Discussion in '308/328' started by balke_macho, Feb 21, 2008.

  1. balke_macho

    balke_macho Rookie

    Feb 20, 2008
    15
    San Diego, CA
    Full Name:
    Blake M
    I recently turned 24 and am clearly having a quarter life crisis =). I made some money in the stock market (sadly wasn't millions by the time I could sell it), and I find myself wanting to fulfill a desire I've had since I can remember -- owning a Ferrari (for no other reason than that Ferrari music). It all started with me actually researching older cars from the 60s and 70s (thinking perhaps an MG, Alfa, etc) planning on doing some collecting and refreshing, but nothing was really singing to me. I came to the decision that if I was going to get something I better get something that I truly loved -- and that's when I came across the 328.

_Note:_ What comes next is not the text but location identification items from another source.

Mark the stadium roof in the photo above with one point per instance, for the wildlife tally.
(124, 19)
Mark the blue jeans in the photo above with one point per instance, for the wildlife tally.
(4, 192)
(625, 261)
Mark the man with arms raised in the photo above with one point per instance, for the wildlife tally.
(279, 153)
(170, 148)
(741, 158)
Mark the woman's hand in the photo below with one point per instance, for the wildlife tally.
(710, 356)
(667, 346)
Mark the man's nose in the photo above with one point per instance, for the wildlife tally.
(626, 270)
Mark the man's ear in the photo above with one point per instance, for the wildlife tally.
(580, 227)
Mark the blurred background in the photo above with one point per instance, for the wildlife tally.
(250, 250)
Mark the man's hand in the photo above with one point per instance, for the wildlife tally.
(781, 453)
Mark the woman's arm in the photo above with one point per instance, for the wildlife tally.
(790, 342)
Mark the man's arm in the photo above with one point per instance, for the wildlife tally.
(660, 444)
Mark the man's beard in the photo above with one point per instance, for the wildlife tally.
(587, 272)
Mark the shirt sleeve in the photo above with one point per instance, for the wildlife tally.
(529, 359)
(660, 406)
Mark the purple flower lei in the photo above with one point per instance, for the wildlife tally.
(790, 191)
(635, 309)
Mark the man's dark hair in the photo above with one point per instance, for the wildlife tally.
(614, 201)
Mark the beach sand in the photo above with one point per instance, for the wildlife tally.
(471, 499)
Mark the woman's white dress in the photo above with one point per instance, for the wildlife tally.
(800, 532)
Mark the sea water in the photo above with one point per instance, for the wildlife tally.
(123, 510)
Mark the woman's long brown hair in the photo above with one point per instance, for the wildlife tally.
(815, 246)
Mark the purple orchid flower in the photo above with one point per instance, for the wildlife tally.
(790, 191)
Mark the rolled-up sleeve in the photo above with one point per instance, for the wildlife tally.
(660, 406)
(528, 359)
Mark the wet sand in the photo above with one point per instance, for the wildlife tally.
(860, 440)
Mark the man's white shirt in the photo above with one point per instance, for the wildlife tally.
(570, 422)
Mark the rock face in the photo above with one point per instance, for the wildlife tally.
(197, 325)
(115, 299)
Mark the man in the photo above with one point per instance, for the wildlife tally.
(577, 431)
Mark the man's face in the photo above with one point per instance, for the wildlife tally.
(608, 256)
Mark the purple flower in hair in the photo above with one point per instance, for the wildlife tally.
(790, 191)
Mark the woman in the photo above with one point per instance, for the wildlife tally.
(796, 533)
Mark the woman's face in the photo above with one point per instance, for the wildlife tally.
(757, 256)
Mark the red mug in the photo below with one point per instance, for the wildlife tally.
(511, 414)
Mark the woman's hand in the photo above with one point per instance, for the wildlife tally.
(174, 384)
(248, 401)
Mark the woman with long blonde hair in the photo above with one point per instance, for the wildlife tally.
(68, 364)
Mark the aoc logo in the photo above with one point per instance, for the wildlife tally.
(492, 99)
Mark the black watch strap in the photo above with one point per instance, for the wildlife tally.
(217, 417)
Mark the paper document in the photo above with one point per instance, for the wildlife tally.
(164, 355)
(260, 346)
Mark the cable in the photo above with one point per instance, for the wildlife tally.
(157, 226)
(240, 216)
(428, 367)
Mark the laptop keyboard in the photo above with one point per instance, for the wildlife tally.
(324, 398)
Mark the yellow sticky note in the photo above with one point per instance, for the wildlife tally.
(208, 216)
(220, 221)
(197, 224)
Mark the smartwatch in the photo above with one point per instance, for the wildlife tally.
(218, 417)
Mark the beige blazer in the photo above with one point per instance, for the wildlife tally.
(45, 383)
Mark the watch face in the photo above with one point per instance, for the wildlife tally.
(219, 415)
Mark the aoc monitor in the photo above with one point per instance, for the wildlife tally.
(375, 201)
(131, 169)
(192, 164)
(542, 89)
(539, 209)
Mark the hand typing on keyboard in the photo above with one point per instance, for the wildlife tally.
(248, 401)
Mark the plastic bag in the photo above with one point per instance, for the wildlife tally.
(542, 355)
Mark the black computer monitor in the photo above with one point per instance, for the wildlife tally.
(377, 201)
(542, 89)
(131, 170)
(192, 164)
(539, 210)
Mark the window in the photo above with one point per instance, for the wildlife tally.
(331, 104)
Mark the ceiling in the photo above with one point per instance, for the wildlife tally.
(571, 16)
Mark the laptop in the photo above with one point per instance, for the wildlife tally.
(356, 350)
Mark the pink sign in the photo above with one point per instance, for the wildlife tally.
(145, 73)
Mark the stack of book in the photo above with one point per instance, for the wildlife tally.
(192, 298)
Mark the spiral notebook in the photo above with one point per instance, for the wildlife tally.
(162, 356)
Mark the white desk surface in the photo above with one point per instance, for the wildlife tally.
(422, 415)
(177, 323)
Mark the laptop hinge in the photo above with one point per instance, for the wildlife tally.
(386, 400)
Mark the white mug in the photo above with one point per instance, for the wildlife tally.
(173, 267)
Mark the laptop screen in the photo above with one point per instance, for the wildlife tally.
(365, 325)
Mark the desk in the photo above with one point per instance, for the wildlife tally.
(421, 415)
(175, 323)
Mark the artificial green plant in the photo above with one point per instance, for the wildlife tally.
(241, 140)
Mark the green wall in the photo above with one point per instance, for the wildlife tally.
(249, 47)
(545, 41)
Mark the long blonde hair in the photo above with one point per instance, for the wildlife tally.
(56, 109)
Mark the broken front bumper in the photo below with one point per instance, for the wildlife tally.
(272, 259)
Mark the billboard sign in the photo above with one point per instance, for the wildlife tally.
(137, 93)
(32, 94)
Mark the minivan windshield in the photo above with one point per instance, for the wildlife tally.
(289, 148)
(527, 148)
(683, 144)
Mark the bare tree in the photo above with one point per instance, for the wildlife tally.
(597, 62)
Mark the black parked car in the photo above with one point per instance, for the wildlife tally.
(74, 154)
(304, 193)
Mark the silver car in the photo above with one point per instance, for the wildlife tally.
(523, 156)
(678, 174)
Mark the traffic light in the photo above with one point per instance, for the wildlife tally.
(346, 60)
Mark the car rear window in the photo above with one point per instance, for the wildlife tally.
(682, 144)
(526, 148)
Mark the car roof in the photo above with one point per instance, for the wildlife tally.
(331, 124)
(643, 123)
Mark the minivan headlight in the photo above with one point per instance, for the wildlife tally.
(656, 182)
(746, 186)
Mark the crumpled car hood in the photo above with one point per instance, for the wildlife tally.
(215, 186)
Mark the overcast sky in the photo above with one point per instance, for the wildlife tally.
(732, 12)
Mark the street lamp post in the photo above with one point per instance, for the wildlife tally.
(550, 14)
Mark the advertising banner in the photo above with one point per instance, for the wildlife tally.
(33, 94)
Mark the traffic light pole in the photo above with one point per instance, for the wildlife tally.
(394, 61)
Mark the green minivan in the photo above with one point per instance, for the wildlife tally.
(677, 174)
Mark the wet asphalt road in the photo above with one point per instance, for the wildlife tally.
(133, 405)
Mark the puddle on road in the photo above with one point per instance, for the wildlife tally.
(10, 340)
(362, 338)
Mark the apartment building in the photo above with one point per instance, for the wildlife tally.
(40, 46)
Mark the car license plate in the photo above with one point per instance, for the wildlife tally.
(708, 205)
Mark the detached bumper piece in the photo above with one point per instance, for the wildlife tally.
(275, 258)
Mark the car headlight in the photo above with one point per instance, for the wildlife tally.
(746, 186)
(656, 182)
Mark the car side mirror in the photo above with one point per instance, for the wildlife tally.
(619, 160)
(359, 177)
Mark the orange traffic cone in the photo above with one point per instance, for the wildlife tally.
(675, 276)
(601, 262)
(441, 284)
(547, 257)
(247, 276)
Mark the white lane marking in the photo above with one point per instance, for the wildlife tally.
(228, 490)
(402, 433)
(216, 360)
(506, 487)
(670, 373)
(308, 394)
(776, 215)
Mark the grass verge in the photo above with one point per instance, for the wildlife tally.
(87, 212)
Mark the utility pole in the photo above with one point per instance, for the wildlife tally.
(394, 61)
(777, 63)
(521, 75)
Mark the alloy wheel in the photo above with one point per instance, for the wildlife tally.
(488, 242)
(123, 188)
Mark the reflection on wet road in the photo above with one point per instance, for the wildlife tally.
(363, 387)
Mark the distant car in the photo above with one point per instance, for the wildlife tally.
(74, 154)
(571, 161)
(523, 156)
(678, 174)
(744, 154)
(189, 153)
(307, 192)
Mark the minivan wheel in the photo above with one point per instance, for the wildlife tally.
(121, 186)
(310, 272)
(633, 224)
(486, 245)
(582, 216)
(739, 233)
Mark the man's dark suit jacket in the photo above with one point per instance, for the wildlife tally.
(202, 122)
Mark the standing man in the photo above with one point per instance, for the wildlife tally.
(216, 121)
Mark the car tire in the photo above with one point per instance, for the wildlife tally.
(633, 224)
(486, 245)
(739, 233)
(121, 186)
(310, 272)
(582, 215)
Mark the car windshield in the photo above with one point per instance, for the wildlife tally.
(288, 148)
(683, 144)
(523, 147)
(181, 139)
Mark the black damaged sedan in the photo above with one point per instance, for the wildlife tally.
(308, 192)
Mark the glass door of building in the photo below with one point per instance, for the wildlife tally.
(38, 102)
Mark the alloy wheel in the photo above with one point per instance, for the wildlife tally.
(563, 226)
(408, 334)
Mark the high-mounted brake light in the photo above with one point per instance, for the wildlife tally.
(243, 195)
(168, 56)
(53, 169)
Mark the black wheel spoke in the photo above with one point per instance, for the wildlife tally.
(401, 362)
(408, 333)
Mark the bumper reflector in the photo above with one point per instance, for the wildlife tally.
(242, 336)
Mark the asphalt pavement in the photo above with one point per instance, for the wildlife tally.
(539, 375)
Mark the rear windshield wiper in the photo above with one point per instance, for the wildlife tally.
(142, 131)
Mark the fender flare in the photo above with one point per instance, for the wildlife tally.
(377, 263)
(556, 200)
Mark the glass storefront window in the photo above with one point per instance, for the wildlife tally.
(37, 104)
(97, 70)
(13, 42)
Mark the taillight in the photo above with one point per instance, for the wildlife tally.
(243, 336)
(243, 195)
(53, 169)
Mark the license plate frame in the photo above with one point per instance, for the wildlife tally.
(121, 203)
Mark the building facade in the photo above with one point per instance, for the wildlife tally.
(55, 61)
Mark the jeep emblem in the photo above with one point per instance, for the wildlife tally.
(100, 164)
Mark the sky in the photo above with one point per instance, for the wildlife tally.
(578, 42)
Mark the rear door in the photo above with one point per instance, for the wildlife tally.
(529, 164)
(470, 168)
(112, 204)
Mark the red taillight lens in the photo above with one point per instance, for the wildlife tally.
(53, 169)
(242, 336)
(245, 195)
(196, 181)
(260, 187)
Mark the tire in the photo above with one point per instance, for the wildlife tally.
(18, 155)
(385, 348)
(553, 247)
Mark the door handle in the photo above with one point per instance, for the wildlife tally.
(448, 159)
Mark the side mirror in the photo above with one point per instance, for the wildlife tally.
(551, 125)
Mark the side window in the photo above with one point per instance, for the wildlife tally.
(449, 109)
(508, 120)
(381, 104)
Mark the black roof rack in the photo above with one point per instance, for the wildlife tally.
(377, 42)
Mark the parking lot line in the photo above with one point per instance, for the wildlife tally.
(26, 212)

    A Ferrari that is classically styled, cheap to maintain (by Ferrari standards), and reasonably priced? Wow. So here I am with a few questions. First, I'm slightly worried I'll be somewhat disappointed with the performance. My daily driver is a BMW 335i that, at 0-60 in under 5 secs, is faster than anything need be on the street but it's nice to have that power available. I completely understand that we don't buy these cars for pure performance - I just think the worst feeling in the world would be dissatisfaction toward with this car. So, I wanted to hear some opinions on supercharging a 328. I realize it's probably considered sacrilege by some (most), but as a young guy I see little harm in enhancing a classic car with modern technology while trying to stay true to the original. What would something like that do a 328's resale value? I assume it would destroy it.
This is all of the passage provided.